I bet you balance was high on the list of many Americans.
More balance between work and family.
More balance between food and exercise.
More balance between spending and earning.
The Christmas season was miserable chiefly because of the last promise, which started early for most shoppers.
I doubt if the federal government will get the message.
In fact, if the average American family is in trouble with their own private credit crisis, that crisis pales in comparison with the federal government (unless, of course, you include mortgage debt).
As American families (counseled by countless financial advisors) trim their spending sails, the American government is going in the absolutely different direction.
The Democratic Congress is getting ready to open the government’s wallet for one of the biggest spending sprees in the nation’s history.
Ironies abound in this current predicament in which we find ourselves.
It is better for the national economy if consumers start really spending (or so the theory goes). But it is bad for each individual’s personal financial situation if they follow that path.
It is good for the national economy if the government starts really spending (or so the theory goes). But if we don’t come to grips with our national debt, we face bankruptcy or out-of-control inflation.
The fact of the matter is that wasteful, useless spending is bad for the people, bad for the long-term impact of the economy, bad for the government, and bad for our nation’s future.
Spending that sets us up for a brighter future, on the other hand, could be useful. Investing in a smarter power grid, in broadband and wi-fi, in better medical technology, is smart.

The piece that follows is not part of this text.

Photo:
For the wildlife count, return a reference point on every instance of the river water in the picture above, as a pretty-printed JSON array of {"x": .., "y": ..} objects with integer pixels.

Spending on local Halls of Fame, on bridges to nowhere, on studies of the sexual habits of the hairy spider, and on any Post Office named for any member of Congress ever, is stupid.
Balance is the key word here. We have to balance spending now with our future needs. Like each family that has to make sacrifices for the future (cable television is sacrificed to pay for school books, for example), the government has to start making some hard choices.
Right now, I don’t see any appetite for hard choices by this Congress.
Their idea of balance is keep spending and assume tax increases somewhere down the line.
But that is not balance. That is typical Democratic tax and spend philosophy.
As each American family makes a choice towards more balance, I hope our new President gets the message.